Düsseldorf. Wegen des doppelten Abiturjahrgangs, dem Wegfall der Wehrpflicht und geburtenstarker Schulabschluss-Jahrgänge werden an den 68 Universitäten und Fachhochschulen des Landes in den kommenden fünf Jahren zusätzlich 100.000 Studienanfänger erwartet. „Das ist drei Mal die RWTH Aachen, die wir jetzt zusätzlich an Studienanfängern vorfinden werden”, sagte Wissenschaftsministerin Svenja Schulze (SPD) am Freitag. Das Land werde reagieren und bis 2020 mehr als zehn Milliarden Euro in Ausbau und Sanierung der Hochschulbauten investieren.

In diesem Jahr haben sich an den NRW-Unis laut Schulze 92.000 neue Studenten eingeschrieben. Für 2013 wird aufgrund des doppelten Abiturjahrgangs landesweit eine Rekordmarke von 111.000 Studienanfängern prognostiziert. Die Zahl der Schulabgänger mit Studienberechtigung wird im gleichen Zeitraum sogar auf 179.000 geschätzt.

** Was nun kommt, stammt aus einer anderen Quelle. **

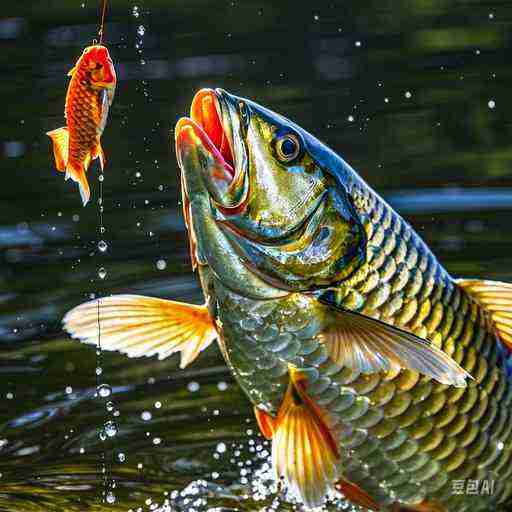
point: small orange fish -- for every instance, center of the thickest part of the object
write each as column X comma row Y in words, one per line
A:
column 90, row 94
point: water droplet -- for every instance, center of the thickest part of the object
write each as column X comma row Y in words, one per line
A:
column 146, row 415
column 110, row 428
column 104, row 390
column 193, row 386
column 110, row 497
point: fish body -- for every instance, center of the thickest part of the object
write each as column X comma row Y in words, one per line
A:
column 370, row 368
column 89, row 96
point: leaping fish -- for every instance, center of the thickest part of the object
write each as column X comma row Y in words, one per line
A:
column 370, row 368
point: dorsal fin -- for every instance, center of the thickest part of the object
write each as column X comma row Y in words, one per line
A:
column 495, row 297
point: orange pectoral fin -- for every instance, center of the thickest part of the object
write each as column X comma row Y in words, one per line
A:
column 304, row 451
column 266, row 422
column 143, row 326
column 424, row 506
column 60, row 139
column 356, row 495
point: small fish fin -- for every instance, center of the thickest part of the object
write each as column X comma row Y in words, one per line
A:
column 357, row 495
column 77, row 172
column 369, row 345
column 304, row 451
column 99, row 153
column 60, row 140
column 83, row 187
column 143, row 326
column 495, row 297
column 266, row 422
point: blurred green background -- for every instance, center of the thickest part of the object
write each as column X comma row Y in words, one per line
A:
column 414, row 94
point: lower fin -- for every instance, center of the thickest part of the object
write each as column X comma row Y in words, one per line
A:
column 143, row 326
column 495, row 297
column 424, row 506
column 60, row 140
column 304, row 451
column 357, row 495
column 369, row 345
column 99, row 153
column 77, row 172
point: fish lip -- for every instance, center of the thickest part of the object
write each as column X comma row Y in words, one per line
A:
column 214, row 119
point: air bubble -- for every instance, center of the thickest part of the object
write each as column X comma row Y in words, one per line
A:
column 104, row 390
column 193, row 386
column 110, row 497
column 110, row 428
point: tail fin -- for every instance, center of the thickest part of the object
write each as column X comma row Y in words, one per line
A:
column 60, row 139
column 99, row 153
column 76, row 172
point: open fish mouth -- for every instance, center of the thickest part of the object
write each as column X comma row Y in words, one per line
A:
column 212, row 125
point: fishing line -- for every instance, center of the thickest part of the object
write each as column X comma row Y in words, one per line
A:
column 100, row 388
column 101, row 28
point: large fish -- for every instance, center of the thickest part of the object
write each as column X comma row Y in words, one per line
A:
column 370, row 368
column 88, row 100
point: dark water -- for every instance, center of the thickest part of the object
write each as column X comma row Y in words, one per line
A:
column 415, row 94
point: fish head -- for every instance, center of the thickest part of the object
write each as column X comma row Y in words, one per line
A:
column 271, row 192
column 99, row 66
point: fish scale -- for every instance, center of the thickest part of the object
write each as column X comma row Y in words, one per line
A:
column 402, row 437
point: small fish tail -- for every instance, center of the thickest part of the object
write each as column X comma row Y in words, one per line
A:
column 76, row 171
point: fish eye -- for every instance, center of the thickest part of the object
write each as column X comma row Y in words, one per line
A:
column 288, row 148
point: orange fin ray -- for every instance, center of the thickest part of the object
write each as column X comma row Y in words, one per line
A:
column 143, row 326
column 304, row 451
column 60, row 140
column 370, row 345
column 99, row 153
column 265, row 421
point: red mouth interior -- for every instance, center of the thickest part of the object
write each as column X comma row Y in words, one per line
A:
column 205, row 113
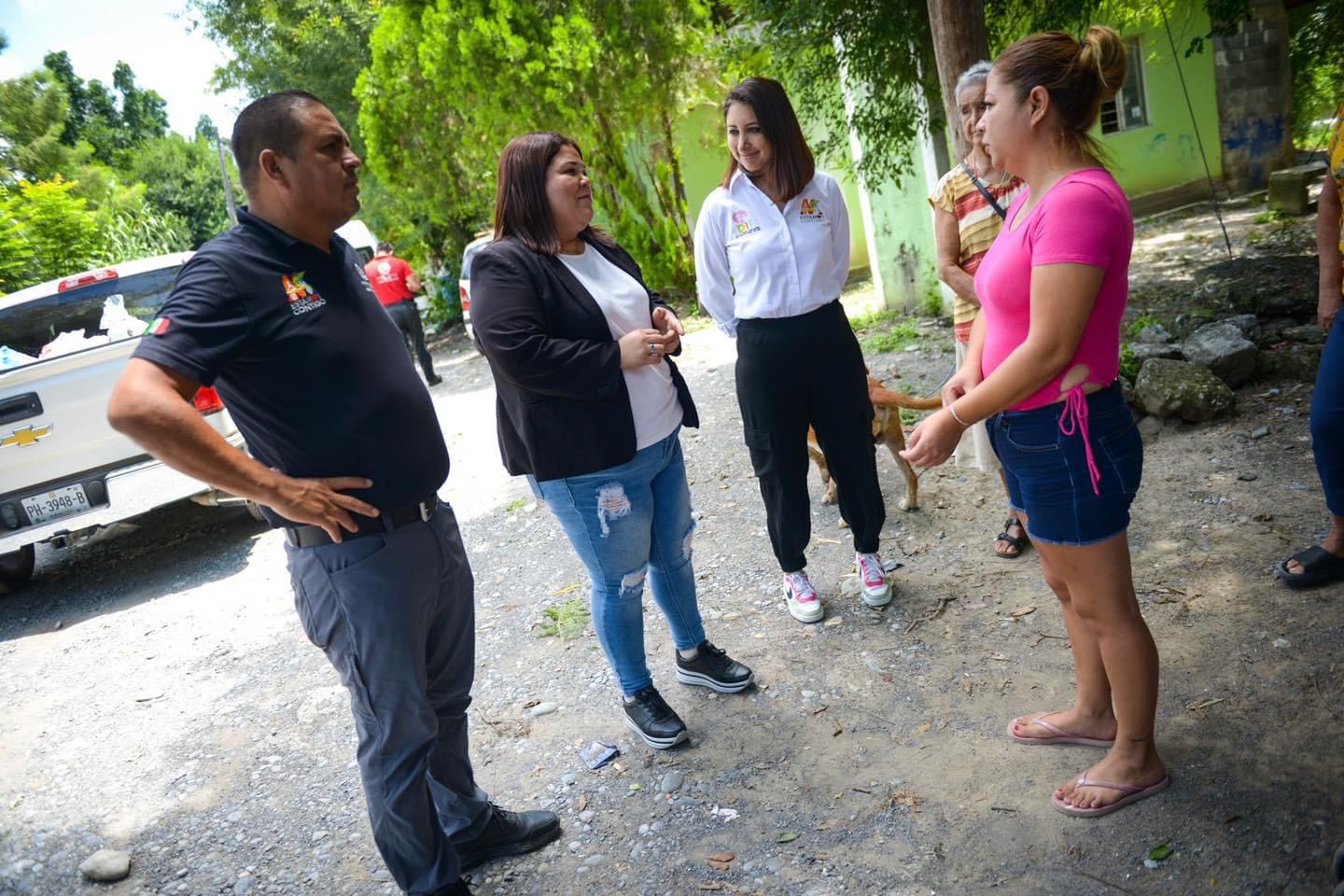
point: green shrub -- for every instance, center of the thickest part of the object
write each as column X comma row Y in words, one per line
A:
column 566, row 621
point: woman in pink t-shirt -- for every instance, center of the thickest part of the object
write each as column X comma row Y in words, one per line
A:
column 1041, row 371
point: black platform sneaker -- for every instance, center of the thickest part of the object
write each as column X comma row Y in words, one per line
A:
column 651, row 718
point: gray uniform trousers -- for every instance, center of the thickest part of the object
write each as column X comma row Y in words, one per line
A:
column 396, row 617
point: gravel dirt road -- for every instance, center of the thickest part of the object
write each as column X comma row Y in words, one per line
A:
column 161, row 697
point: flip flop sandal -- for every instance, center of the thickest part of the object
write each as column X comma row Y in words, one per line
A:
column 1057, row 735
column 1319, row 567
column 1132, row 794
column 1019, row 543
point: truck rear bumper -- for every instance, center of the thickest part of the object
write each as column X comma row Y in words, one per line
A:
column 131, row 492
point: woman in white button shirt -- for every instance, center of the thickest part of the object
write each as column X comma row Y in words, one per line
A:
column 590, row 410
column 772, row 253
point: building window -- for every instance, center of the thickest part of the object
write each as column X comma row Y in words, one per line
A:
column 1129, row 107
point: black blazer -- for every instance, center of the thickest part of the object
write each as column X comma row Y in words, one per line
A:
column 561, row 402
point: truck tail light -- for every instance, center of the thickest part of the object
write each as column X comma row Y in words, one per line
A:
column 84, row 280
column 207, row 400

Doch derzeit gehen in NRW nach Angaben der Ministerin nur 30 Prozent der Studienberechtigten unmittelbar an eine Hochschule. Der Großteil mache aufgrund der verkürzten Schulzeiten zunächst einen längeren Auslandsaufenthalt, gehe jobben oder verpflichte sich für ein freiwilliges soziales oder ökologisches Jahr.

Damit die Hochschulen für die erhöhte Zahl von 90.000 Studienanfängern gerüstet sind, stellt das Land bis 2015 insgesamt 1,8 Milliarden Euro bereit. Für die weiteren 9500 Studienanfänger, die durch die Aussetzung der Wehrpflicht an die Hochschulen kommen, fließen von Bund und Land zusätzlich 260 Millionen Euro an die Universitäten.

11.000 neue Studienplätze will die Landesregierung durch den Ausbau der bestehenden acht Fachhochschulen und die Gründung von vier neuen FHs schaffen. Zudem sollen landesweit 1000 zusätzliche Medizin-Studienplätze eingerichtet werden. Der Landeszuschuss für die Studentenwerke soll ab diesem Jahr auf 38 Millionen Euro erhöht werden.